Nyamuragira (DR Congo) Correction to July 1986 eruption site
Please cite this report as:
Global Volcanism Program, 1987. Report on Nyamuragira (DR Congo) (McClelland, L., ed.). Scientific Event Alert Network Bulletin, 12:8. Smithsonian Institution. https://doi.org/10.5479/si.GVP.SEAN198708-223020.
1.408°S, 29.2°E; summit elev. 3058 m
All times are local (unless otherwise noted)
New observations show that the July 1986 eruption vent was located 4.5 km S of the caldera's edge at the S foot of Kitazungurwa in Mashiga (figure 6) rather than . . . 3.5 km SW of the caldera's edge.
|Figure 6. Map of the Nyamuragira/Nyiragongo area by N. Zana (1984), appended with vents and flows through 1988. The heavy dashed line indicates the approximate path of the 1989 flow.|
Geologic Background.
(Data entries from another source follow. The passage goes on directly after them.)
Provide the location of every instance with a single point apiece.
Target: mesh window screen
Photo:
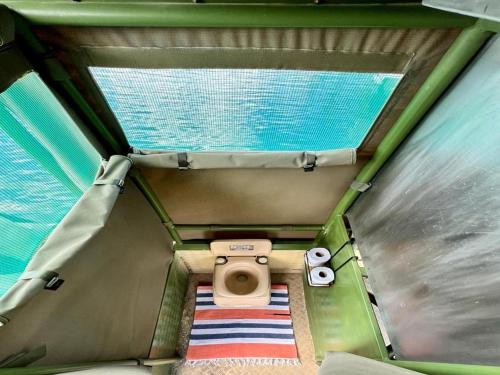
(244, 109)
(45, 165)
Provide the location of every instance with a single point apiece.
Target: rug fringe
(244, 362)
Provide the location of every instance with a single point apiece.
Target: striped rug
(246, 336)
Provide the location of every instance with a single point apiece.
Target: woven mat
(248, 336)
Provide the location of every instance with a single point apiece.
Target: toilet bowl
(241, 275)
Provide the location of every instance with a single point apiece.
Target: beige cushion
(338, 363)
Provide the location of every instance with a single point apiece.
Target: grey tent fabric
(215, 160)
(488, 9)
(79, 226)
(429, 228)
(339, 363)
(108, 306)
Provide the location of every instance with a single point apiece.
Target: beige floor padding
(300, 327)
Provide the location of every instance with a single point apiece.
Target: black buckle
(182, 161)
(310, 162)
(54, 283)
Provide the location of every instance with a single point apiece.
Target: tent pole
(251, 228)
(164, 14)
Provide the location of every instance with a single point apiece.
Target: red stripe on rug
(279, 286)
(241, 314)
(214, 351)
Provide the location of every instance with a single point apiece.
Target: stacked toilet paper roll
(322, 275)
(317, 258)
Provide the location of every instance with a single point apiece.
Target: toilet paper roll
(322, 275)
(318, 256)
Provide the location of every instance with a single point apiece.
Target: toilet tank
(241, 248)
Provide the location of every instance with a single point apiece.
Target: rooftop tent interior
(135, 133)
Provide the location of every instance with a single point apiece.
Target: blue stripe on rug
(210, 303)
(211, 294)
(250, 335)
(242, 325)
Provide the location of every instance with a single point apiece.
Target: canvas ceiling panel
(251, 196)
(429, 228)
(108, 305)
(412, 51)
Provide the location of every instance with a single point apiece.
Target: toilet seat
(225, 285)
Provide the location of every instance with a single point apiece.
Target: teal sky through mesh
(45, 165)
(244, 109)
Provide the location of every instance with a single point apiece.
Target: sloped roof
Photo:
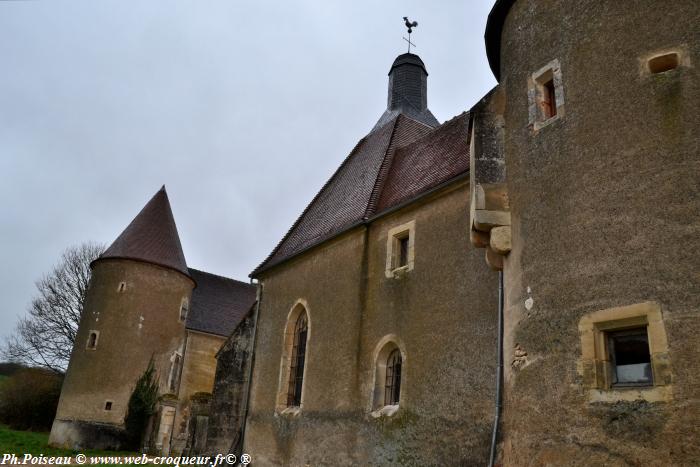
(372, 178)
(218, 303)
(437, 157)
(151, 237)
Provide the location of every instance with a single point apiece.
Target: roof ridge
(433, 130)
(313, 200)
(151, 236)
(219, 275)
(383, 171)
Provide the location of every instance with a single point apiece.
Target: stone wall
(230, 389)
(134, 324)
(442, 313)
(604, 203)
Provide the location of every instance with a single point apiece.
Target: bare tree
(45, 336)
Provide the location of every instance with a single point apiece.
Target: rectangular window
(549, 101)
(630, 360)
(400, 249)
(403, 252)
(545, 96)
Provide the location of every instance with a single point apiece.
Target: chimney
(408, 91)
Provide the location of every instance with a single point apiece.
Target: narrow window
(403, 251)
(184, 309)
(545, 93)
(175, 369)
(296, 373)
(549, 102)
(92, 340)
(665, 62)
(392, 387)
(630, 358)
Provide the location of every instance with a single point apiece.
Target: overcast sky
(243, 109)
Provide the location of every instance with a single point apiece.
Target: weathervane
(410, 25)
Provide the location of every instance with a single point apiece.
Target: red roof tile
(151, 237)
(218, 303)
(421, 165)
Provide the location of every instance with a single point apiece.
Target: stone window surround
(392, 249)
(535, 86)
(281, 407)
(184, 306)
(595, 367)
(176, 364)
(384, 347)
(97, 338)
(680, 51)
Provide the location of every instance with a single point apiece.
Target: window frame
(400, 239)
(92, 345)
(299, 308)
(541, 92)
(380, 402)
(297, 361)
(594, 365)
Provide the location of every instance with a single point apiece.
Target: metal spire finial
(410, 25)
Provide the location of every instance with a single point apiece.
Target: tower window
(184, 309)
(389, 374)
(175, 371)
(545, 96)
(549, 101)
(92, 340)
(403, 251)
(665, 62)
(400, 249)
(392, 387)
(296, 373)
(630, 360)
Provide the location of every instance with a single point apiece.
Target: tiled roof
(218, 303)
(419, 166)
(394, 163)
(151, 237)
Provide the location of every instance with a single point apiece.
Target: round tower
(602, 297)
(135, 310)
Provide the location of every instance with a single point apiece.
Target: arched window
(392, 387)
(298, 357)
(389, 376)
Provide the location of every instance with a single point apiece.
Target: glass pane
(635, 373)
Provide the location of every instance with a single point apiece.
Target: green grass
(29, 442)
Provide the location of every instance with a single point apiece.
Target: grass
(30, 442)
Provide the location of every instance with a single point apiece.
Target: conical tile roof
(151, 237)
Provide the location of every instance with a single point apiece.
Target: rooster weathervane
(410, 25)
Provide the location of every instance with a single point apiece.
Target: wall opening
(663, 63)
(630, 360)
(93, 337)
(291, 390)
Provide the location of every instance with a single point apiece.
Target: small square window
(400, 249)
(545, 95)
(630, 359)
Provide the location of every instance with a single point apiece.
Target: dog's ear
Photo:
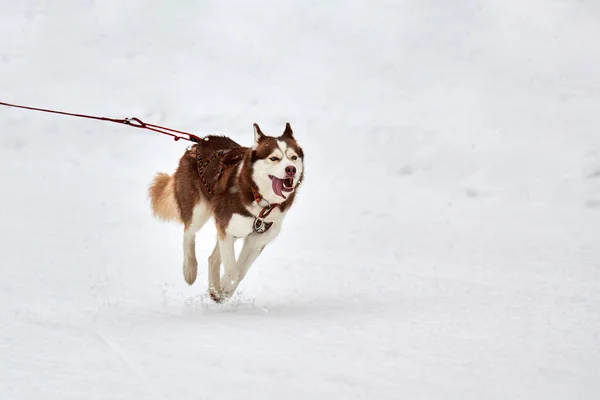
(257, 133)
(288, 131)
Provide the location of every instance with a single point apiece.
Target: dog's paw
(216, 295)
(190, 271)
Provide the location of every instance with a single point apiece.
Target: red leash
(134, 122)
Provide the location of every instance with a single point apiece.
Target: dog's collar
(260, 225)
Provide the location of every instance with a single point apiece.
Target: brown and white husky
(248, 191)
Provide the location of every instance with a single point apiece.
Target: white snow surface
(445, 244)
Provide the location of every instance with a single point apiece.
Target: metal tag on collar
(260, 225)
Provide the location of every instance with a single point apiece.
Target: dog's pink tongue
(278, 187)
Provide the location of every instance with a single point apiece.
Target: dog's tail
(162, 194)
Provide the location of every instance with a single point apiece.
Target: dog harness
(229, 157)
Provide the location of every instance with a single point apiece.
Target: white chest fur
(241, 226)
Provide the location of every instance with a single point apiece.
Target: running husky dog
(248, 191)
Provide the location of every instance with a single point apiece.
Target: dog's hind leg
(214, 273)
(200, 215)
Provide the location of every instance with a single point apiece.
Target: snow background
(445, 245)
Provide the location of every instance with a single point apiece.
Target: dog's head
(277, 164)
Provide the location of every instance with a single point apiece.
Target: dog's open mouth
(282, 185)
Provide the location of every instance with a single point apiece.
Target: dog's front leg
(248, 255)
(230, 273)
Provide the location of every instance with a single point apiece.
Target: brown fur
(162, 194)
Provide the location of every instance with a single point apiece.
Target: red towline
(134, 122)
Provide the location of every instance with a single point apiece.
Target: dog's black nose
(290, 170)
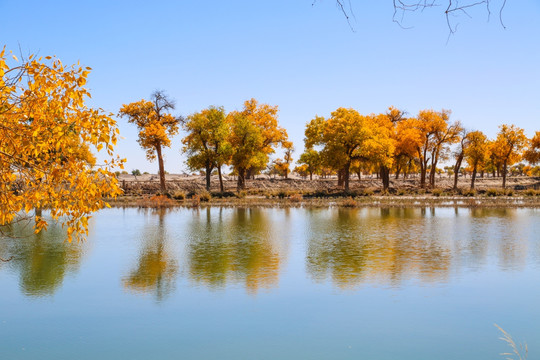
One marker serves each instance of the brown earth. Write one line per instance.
(149, 184)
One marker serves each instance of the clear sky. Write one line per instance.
(303, 58)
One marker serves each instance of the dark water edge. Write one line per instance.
(234, 283)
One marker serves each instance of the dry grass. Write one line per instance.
(519, 350)
(156, 201)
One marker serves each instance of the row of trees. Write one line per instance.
(47, 140)
(393, 143)
(244, 139)
(346, 142)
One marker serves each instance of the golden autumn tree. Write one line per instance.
(509, 143)
(156, 127)
(477, 152)
(343, 137)
(408, 138)
(312, 161)
(381, 146)
(459, 155)
(255, 133)
(436, 134)
(206, 142)
(532, 154)
(287, 157)
(47, 135)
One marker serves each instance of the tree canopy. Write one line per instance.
(47, 135)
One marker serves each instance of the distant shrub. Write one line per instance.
(224, 194)
(295, 197)
(204, 196)
(368, 192)
(349, 202)
(195, 200)
(470, 192)
(241, 194)
(436, 192)
(531, 192)
(493, 192)
(178, 195)
(282, 194)
(156, 201)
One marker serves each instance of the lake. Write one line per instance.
(231, 283)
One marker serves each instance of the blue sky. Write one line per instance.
(303, 58)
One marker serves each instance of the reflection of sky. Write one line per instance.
(430, 284)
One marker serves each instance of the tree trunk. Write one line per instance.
(161, 169)
(456, 170)
(340, 177)
(220, 179)
(346, 176)
(241, 185)
(473, 177)
(504, 174)
(432, 173)
(208, 176)
(385, 176)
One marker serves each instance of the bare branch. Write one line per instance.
(401, 7)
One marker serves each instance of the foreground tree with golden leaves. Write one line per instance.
(46, 137)
(532, 154)
(156, 127)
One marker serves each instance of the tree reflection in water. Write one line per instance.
(156, 269)
(43, 260)
(241, 246)
(376, 245)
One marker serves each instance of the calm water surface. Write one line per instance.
(275, 284)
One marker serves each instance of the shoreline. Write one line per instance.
(392, 201)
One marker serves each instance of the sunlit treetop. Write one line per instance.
(47, 139)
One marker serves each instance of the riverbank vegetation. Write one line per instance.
(49, 139)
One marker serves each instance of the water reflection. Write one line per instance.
(240, 246)
(157, 268)
(352, 247)
(218, 248)
(42, 260)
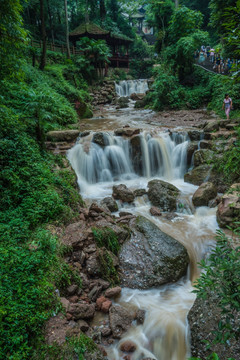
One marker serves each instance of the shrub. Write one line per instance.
(221, 275)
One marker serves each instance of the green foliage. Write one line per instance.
(140, 69)
(221, 275)
(107, 238)
(74, 347)
(32, 194)
(184, 22)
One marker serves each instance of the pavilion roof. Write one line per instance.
(94, 31)
(89, 28)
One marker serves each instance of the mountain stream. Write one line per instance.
(164, 335)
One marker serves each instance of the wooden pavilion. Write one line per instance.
(114, 41)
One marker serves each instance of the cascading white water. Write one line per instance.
(162, 155)
(128, 87)
(164, 333)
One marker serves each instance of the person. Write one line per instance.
(227, 103)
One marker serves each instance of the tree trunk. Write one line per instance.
(50, 21)
(86, 13)
(102, 10)
(67, 30)
(44, 36)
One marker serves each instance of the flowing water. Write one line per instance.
(164, 335)
(128, 87)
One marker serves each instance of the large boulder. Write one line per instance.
(123, 102)
(212, 126)
(121, 192)
(101, 139)
(228, 212)
(192, 147)
(127, 131)
(163, 195)
(110, 204)
(198, 175)
(206, 191)
(202, 156)
(82, 311)
(120, 320)
(195, 135)
(151, 257)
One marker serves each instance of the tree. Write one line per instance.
(184, 22)
(67, 30)
(44, 36)
(158, 16)
(12, 39)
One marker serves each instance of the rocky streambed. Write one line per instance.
(160, 207)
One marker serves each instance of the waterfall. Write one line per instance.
(161, 155)
(128, 87)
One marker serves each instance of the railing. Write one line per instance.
(115, 60)
(57, 48)
(224, 68)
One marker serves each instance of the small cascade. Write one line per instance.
(122, 159)
(128, 87)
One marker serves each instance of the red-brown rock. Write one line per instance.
(99, 302)
(106, 306)
(128, 346)
(113, 292)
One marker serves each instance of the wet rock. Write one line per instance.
(122, 102)
(103, 283)
(202, 156)
(113, 292)
(206, 144)
(195, 135)
(99, 302)
(73, 299)
(140, 316)
(136, 97)
(92, 265)
(192, 146)
(214, 202)
(106, 306)
(110, 204)
(63, 135)
(71, 290)
(163, 195)
(120, 320)
(76, 235)
(57, 329)
(228, 212)
(212, 126)
(140, 192)
(151, 257)
(100, 139)
(206, 191)
(121, 192)
(94, 293)
(82, 311)
(106, 331)
(128, 346)
(83, 325)
(198, 175)
(154, 211)
(65, 303)
(126, 132)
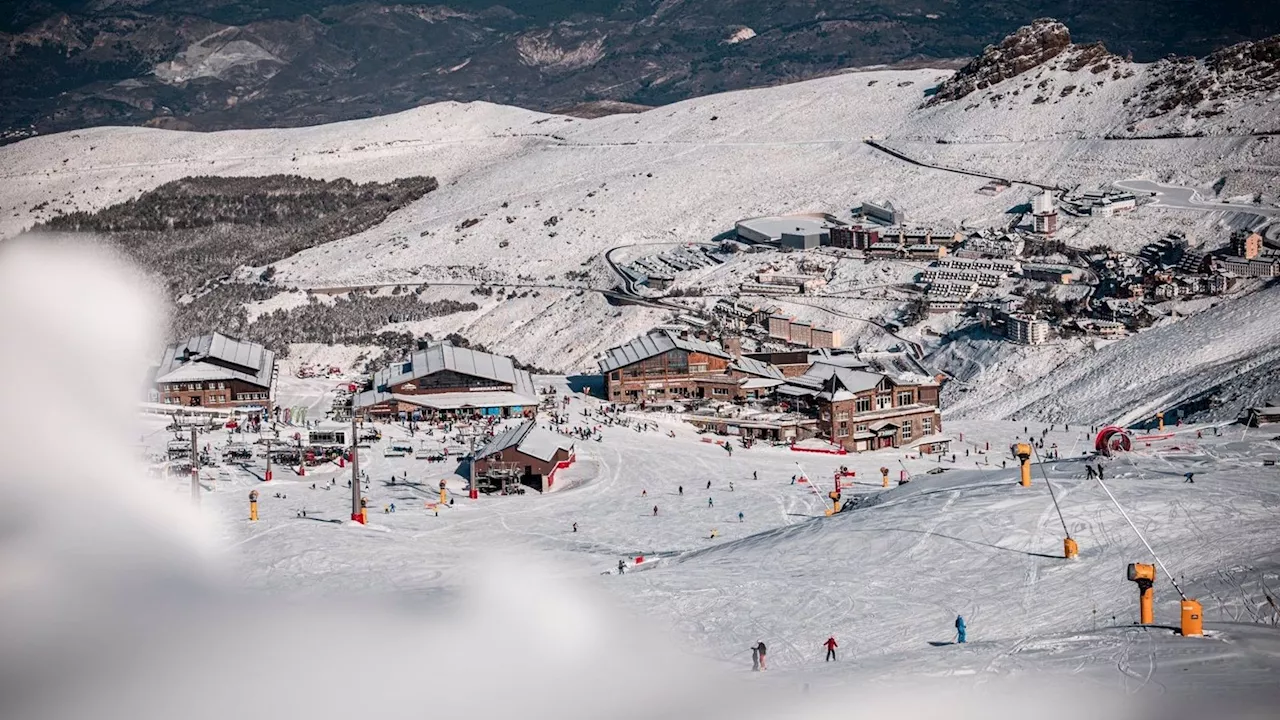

Africa's most active volcano, Nyamuragira, is a massive high-potassium basaltic shield about 25 km N of Lake Kivu. Also known as Nyamulagira, it has generated extensive lava flows that cover 1500 km2 of the western branch of the East African Rift. The broad low-angle shield volcano contrasts dramatically with the adjacent steep-sided Nyiragongo to the SW. The summit is truncated by a small 2 x 2.3 km caldera that has walls up to about 100 m high. Historical eruptions have occurred within the summit caldera, as well as from the numerous fissures and cinder cones on the flanks. A lava lake in the summit crater, active since at least 1921, drained in 1938, at the time of a major flank eruption. Historical lava flows extend down the flanks more than 30 km from the summit, reaching as far as Lake Kivu.
Information Contacts: B. Louant, GEOVAR, Kigali, Rwanda.